#108 Bogofilter cannot parse msg if body is base64-encoded

closed-fixed
nobody
None
5
2009-08-04
2009-03-13
Roman Trunov
No

If message text is base64-encoded (or uuencoded), bogofilter cannot parse such message. Parsed tokens will be undecoded garbage.

The message have following format

====================================
More-Header-Lines
Content-Type: text/plain; charset="windows-1251"
Content-Transfer-Encoding: base64
Content-Disposition: inline
More-Header-Lines

BASE64-ENCODED-TEXT

The message is attached.

After a quick debugging, it look like a big logic problem with lexx parser which prefetches lines in advance. When parsers detects "end of message header" event, next line of message was already fetched and buffered by lexx. Since bogofilter still was in "header" mode at the point of this fetch, line was buffered as is, without base64 decoding.

Discussion

  • Roman Trunov
    Roman Trunov
    2009-03-13

    Example of base64-encoded spam message

     
    Attachments
    • status: open --> pending-works-for-me
     
  • Hi Roman,

    this bug is supposed to be fixed in bogofilter version 1.2.1. Can you please try the new bogofilter version and let us know if the problem persists?

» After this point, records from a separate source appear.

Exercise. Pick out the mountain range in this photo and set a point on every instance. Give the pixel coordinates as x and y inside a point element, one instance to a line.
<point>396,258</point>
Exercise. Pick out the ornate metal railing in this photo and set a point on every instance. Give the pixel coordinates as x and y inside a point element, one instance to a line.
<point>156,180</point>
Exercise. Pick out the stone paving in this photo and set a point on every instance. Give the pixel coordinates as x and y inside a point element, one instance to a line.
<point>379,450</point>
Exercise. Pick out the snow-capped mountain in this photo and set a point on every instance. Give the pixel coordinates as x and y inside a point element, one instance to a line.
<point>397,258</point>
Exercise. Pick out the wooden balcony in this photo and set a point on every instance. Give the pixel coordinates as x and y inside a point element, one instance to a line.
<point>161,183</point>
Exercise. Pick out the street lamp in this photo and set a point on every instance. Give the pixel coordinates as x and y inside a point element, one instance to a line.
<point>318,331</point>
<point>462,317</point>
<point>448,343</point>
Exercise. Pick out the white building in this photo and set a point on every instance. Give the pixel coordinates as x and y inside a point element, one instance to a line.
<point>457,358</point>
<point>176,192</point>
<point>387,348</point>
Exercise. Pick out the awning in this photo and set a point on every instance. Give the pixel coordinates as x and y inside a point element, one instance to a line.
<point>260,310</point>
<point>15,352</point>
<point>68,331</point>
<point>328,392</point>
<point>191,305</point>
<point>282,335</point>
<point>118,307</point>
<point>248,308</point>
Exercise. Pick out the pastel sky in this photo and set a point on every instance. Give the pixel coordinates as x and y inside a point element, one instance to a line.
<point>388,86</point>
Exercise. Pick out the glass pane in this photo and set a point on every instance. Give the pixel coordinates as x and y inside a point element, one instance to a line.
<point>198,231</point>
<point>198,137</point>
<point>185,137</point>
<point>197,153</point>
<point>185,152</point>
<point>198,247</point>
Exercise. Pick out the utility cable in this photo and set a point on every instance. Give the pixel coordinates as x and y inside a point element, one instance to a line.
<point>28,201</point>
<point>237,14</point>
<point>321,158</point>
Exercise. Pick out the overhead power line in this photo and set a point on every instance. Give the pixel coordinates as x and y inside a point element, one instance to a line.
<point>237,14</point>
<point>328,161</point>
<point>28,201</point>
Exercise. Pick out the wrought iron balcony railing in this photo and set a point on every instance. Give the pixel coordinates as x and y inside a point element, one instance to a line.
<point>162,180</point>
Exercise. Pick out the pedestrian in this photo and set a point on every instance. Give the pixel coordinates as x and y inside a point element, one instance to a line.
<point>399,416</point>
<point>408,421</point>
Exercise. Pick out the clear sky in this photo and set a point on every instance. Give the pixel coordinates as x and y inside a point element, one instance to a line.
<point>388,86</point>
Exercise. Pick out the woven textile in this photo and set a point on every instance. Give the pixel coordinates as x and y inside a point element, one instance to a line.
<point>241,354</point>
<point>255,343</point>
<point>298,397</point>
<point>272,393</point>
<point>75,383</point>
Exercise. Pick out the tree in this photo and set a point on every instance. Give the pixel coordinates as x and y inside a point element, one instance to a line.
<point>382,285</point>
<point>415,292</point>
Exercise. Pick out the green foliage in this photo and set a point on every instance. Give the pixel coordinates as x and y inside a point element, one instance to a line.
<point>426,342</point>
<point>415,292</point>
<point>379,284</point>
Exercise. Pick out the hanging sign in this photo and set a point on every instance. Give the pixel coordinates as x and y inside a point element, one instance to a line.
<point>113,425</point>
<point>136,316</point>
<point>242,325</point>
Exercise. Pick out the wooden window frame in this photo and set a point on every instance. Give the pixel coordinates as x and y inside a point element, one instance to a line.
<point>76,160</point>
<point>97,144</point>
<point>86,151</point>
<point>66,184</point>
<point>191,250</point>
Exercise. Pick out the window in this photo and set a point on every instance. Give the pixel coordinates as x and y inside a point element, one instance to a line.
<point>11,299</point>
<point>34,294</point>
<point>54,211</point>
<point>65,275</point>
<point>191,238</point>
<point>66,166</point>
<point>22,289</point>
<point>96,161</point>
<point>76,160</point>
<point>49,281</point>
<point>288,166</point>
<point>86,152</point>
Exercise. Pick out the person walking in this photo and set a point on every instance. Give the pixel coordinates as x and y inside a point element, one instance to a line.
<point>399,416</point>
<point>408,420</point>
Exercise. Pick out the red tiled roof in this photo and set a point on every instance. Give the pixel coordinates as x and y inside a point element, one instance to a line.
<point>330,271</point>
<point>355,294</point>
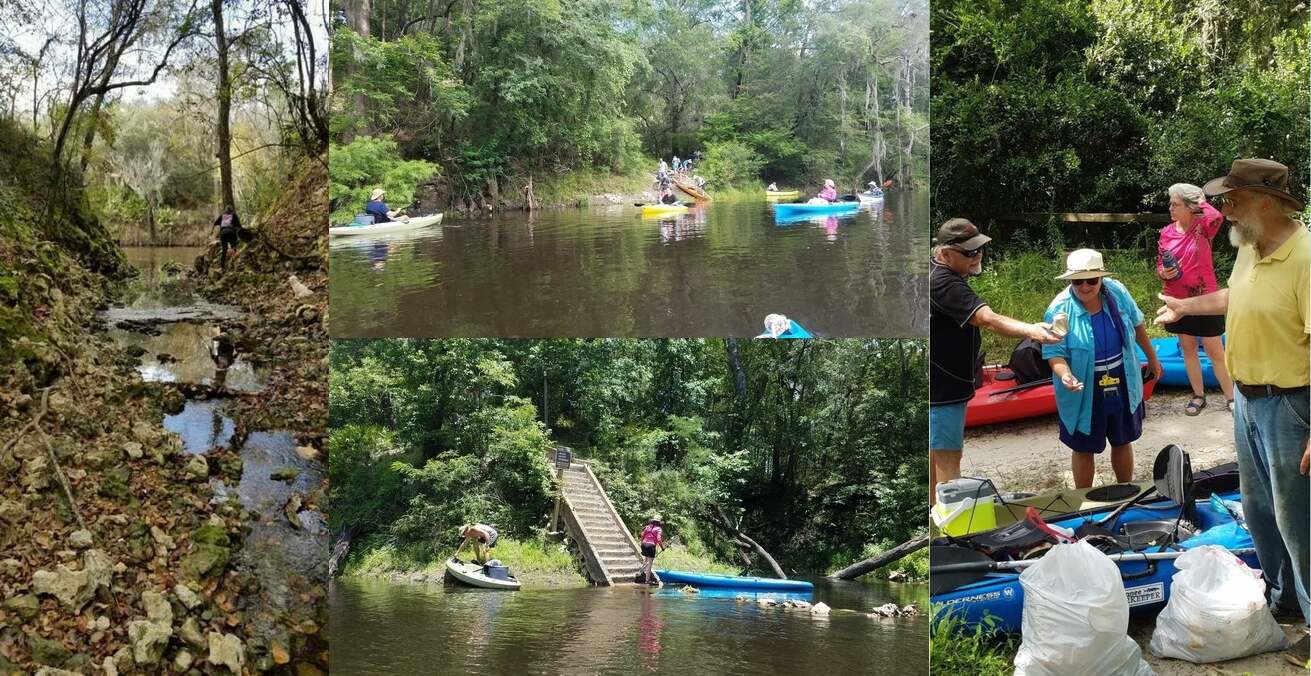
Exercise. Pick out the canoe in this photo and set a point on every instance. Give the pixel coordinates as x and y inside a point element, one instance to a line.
<point>835,207</point>
<point>472,575</point>
<point>993,404</point>
<point>1146,583</point>
<point>732,582</point>
<point>1172,363</point>
<point>378,228</point>
<point>657,210</point>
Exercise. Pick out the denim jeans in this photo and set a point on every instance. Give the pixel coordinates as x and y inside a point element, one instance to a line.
<point>1271,434</point>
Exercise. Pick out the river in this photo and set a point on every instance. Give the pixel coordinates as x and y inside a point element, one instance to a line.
<point>606,271</point>
<point>383,626</point>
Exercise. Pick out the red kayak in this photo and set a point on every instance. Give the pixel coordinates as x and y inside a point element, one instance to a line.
<point>999,400</point>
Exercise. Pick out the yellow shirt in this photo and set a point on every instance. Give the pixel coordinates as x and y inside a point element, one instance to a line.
<point>1268,319</point>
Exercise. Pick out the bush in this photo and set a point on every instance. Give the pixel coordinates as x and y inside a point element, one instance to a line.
<point>366,163</point>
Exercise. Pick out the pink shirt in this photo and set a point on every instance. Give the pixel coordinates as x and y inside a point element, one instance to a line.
<point>652,535</point>
<point>1192,249</point>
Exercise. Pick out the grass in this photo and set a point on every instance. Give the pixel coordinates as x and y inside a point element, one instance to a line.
<point>1021,284</point>
<point>957,649</point>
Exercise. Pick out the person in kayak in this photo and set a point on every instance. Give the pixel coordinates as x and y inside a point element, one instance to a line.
<point>652,537</point>
<point>483,536</point>
<point>230,229</point>
<point>1267,312</point>
<point>1095,372</point>
<point>956,345</point>
<point>830,190</point>
<point>1184,265</point>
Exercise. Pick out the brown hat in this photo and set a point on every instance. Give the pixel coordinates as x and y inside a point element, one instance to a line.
<point>961,233</point>
<point>1263,176</point>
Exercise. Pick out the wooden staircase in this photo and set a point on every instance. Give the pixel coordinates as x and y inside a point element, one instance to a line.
<point>610,553</point>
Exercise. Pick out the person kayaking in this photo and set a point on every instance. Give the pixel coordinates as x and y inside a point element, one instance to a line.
<point>1095,372</point>
<point>376,207</point>
<point>483,536</point>
<point>830,190</point>
<point>652,537</point>
<point>230,229</point>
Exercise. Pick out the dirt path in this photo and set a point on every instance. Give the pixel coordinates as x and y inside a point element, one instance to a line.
<point>1029,456</point>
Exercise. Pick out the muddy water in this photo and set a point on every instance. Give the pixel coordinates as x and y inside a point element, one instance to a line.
<point>380,626</point>
<point>713,271</point>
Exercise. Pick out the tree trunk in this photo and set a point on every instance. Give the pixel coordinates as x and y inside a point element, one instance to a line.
<point>861,567</point>
<point>224,93</point>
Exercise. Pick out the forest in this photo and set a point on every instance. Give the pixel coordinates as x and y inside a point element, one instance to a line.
<point>496,101</point>
<point>1099,106</point>
<point>814,448</point>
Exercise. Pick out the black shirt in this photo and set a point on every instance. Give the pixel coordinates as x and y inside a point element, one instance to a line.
<point>955,345</point>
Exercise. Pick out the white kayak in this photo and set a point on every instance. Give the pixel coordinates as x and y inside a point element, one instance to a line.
<point>472,574</point>
<point>378,228</point>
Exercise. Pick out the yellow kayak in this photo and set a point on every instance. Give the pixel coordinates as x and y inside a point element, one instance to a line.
<point>653,210</point>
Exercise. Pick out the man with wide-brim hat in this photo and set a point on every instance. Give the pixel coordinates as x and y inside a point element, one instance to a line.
<point>1268,328</point>
<point>1099,388</point>
<point>956,346</point>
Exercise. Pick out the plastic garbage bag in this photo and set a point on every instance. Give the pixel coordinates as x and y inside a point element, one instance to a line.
<point>1076,617</point>
<point>1217,611</point>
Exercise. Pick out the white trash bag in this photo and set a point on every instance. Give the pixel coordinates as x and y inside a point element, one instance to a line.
<point>1076,617</point>
<point>1217,611</point>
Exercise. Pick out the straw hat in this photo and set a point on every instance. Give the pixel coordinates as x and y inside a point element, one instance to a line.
<point>1084,263</point>
<point>1263,176</point>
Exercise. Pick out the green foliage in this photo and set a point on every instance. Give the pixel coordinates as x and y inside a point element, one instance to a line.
<point>365,164</point>
<point>957,649</point>
<point>730,164</point>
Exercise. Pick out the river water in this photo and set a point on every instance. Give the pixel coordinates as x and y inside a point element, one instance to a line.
<point>715,271</point>
<point>382,626</point>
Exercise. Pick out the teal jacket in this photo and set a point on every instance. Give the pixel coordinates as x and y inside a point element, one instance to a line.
<point>1075,408</point>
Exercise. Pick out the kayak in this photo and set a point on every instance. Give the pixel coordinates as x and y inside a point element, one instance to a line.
<point>993,404</point>
<point>472,574</point>
<point>1172,363</point>
<point>833,207</point>
<point>1146,583</point>
<point>707,579</point>
<point>378,228</point>
<point>656,210</point>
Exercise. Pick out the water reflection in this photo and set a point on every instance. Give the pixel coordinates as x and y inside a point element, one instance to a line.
<point>715,270</point>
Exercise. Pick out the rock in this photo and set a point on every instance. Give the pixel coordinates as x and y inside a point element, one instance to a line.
<point>197,468</point>
<point>186,596</point>
<point>24,605</point>
<point>287,474</point>
<point>80,540</point>
<point>190,633</point>
<point>226,650</point>
<point>75,587</point>
<point>157,608</point>
<point>148,639</point>
<point>46,650</point>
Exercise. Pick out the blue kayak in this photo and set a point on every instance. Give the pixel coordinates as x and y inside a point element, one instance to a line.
<point>705,579</point>
<point>1172,363</point>
<point>801,208</point>
<point>1146,583</point>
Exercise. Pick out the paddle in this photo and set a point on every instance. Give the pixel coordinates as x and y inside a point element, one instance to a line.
<point>968,565</point>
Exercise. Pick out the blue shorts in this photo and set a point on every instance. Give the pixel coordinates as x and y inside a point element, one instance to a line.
<point>947,426</point>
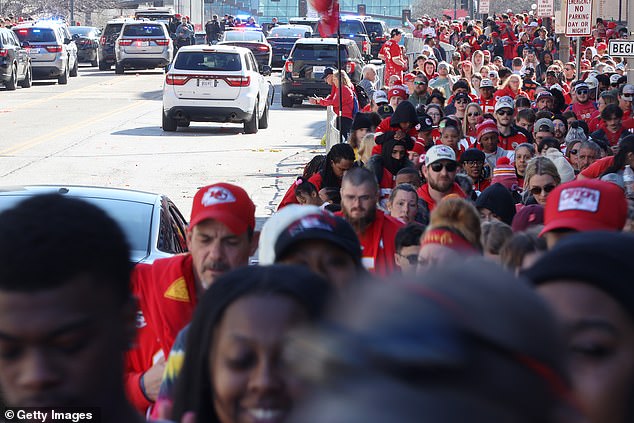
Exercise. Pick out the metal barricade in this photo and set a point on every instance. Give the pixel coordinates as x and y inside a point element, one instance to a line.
<point>332,133</point>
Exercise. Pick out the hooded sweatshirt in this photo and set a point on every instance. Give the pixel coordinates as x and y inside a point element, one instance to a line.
<point>499,200</point>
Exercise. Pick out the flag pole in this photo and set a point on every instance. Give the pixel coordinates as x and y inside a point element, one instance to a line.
<point>339,67</point>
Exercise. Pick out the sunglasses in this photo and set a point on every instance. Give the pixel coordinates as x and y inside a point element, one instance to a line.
<point>438,167</point>
<point>546,189</point>
<point>412,259</point>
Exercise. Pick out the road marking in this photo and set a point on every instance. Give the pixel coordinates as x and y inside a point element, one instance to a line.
<point>12,151</point>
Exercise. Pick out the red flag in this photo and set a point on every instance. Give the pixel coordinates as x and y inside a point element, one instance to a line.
<point>329,20</point>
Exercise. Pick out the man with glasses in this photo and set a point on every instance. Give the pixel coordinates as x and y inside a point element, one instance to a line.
<point>487,101</point>
<point>510,136</point>
<point>583,108</point>
<point>570,72</point>
<point>440,172</point>
<point>420,93</point>
<point>376,230</point>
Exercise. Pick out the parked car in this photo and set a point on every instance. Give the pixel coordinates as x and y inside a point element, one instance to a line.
<point>107,42</point>
<point>218,83</point>
<point>302,75</point>
<point>87,40</point>
<point>153,225</point>
<point>282,39</point>
<point>143,45</point>
<point>15,64</point>
<point>52,51</point>
<point>379,33</point>
<point>252,39</point>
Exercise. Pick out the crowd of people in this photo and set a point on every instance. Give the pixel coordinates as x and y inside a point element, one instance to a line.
<point>465,254</point>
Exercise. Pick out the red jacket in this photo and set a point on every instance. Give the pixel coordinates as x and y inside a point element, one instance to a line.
<point>423,193</point>
<point>166,292</point>
<point>377,244</point>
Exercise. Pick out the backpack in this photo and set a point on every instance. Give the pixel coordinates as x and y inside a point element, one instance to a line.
<point>362,96</point>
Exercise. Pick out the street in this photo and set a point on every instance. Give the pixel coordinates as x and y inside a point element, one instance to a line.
<point>104,129</point>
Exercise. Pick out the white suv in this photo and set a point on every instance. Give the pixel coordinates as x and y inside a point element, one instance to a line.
<point>216,84</point>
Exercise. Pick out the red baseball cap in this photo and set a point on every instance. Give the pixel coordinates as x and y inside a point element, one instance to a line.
<point>226,203</point>
<point>585,205</point>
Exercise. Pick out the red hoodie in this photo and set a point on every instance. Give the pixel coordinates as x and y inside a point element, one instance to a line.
<point>423,193</point>
<point>166,292</point>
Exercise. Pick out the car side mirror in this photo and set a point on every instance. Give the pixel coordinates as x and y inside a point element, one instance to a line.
<point>266,70</point>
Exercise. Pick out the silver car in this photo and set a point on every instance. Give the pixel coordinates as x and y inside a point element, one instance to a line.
<point>51,48</point>
<point>143,45</point>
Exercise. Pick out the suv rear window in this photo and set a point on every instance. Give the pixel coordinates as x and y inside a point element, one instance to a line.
<point>208,61</point>
<point>36,35</point>
<point>143,31</point>
<point>318,51</point>
<point>112,29</point>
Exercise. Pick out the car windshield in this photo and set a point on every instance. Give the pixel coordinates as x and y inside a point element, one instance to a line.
<point>208,61</point>
<point>134,218</point>
<point>244,36</point>
<point>143,31</point>
<point>324,52</point>
<point>82,31</point>
<point>36,35</point>
<point>287,32</point>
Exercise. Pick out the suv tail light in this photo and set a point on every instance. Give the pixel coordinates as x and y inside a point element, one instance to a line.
<point>174,79</point>
<point>238,81</point>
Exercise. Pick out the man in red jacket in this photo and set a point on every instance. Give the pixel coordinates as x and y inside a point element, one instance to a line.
<point>376,230</point>
<point>221,236</point>
<point>440,172</point>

    It appears fixed for me. If I run bogolexer -p on your message, I get this (in the hopes that SourceForge does not trash it) which looks like proper Cyrillic script to me (I don't understand Slavic languages though):

    ...
    head:Content-Disposition
    head:inline
    head:Message-Id
    Привет
    Вам
    Необычное
    Приглашение!
    ...
    для
    лучших
    друзей!

    Thanks for taking the time to report this.

     
  • Oh, and I've indeed made sure that the lexer does not read ahead; I adjusted some rules so that the lexer itself needs not look past \n (line feed), and I made the lexer "interactive", so it does not read ahead voluntarily (i. e. unless it must).

     
  • David Relson
    David Relson
    2009-08-04

    Fixed in bogofilter-1.2.1 (released on 1 Aug 2009)

     
  • David Relson
    David Relson
    2009-08-04

    • status: pending-works-for-me --> closed-fixed
     
  • Roman has responded off-tracker (comment posting was already closed) this:
    "[...] the fix works fine. I tested Bogofilter
    1.2.1 on my collection of such one-liners and all of them
    were decoded properly. Thank you for fixing this."